Keshav Cement: Green Growth and Debt Reduction

  • FY26 Expected EBITDA: INR 55-60 crores (revised from INR 70-75 crores)
  • FY26 Expected EBITDA Margin: 25-30%
  • FY27 Expected EBITDA: Over INR 100 crores (at 65-70% cement capacity utilization)
  • Cement Capacity Utilization Target (FY26): 45%, rising to 55-60% (FY27) and 70% (FY28)
  • Solar Power Capacity: Current 40 MW, future expansion to 70 MW considered.
  • Debt Repayment (FY26): INR 25.8 crores (highest liability year)
  • Debt Repayment (FY27): INR 20-21 crores
  • New Cement Plant Stabilization: Expected by end of Q2 FY26.
  • RMC Plant: Delayed to Q3 FY26, pending cement plant stabilization.

Shri Keshav Cements & Infra Ltd. reported a significant 32.53% year-on-year income growth for Q1 FY'26, reaching INR41.4 crores. This robust performance, driven by new kiln capacity and solar contributions, sets a positive tone for the company's ambitious forward-looking guidance, emphasizing strategic growth, improved profitability, and disciplined debt management.
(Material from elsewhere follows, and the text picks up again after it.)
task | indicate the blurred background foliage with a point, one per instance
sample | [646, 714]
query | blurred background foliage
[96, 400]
Cementing Growth: Capacity and Profit Targets

Shri Keshav Cements & Infra Ltd. has successfully commissioned a new kiln, increasing its cement capacity from 0.36 million tons to 1 million tons. For Q1 FY'26, the company reported a total income growth of 32.53% year-on-year to INR41.4 crores, with EBITDA rising to INR10.41 crores, reflecting a 25.5% margin. The new kiln contributed to an improved EBITDA per metric ton of INR365, the highest since inception, up from less than INR100 last year. The management aims to stabilize the new plant and reach approximately 45% capacity utilization in FY'26, gradually increasing to 55-60% in FY'27 and 70% in the following year. While the EBITDA guidance for FY'26 has been revised to INR55-60 crores from an earlier INR70-75 crores due to initial ramp-up challenges, the company projects over INR100 crores in EBITDA by FY'27 with 65-70% capacity utilization. The company stated,

"EBITDA per ton for this quarter, we realized around INR365 per metric ton, which is the highest since inception so far."

Powering Ahead: Solar, Debt, and Future Ventures

The company's solar operations continue to be a significant contributor to profitability. With a current capacity of 40 megawatts, solar power accounted for INR7.8 crores of EBITDA in Q1 FY'26, surpassing cement's contribution of INR3.2 crores. The management is considering expanding solar capacity by another 30 megawatts in the future, post-cement plant stabilization. Financially, Shri Keshav Cements & Infra Ltd. is focused on debt reduction. The company expects FY'26 to have the highest repayment liability at INR25.8 crores, which is projected to decrease to INR20-21 crores in FY'27 and further to less than INR15 crores from FY'28 onwards. This disciplined approach is expected to lead to approximately INR70 crores of debt repayment over the next three years. The company is also evaluating a Ready Mix Concrete (RMC) plant venture, with land already acquired, planning to initiate the project after the cement plant achieves full stabilization, expected by the end of Q2 or early Q3 FY'26. This vertical integration is anticipated to yield better margins by utilizing internal cement production.

Shri Keshav Cements & Infra Ltd. is poised for significant growth, driven by enhanced cement capacity utilization and strong solar contributions. Despite initial ramp-up challenges, the company anticipates reaching higher EBITDA margins and effectively managing debt. The strategic focus on operational efficiency, market penetration, and potential diversification into RMC positions Keshav Cement for sustained financial strength and market leadership in the coming years.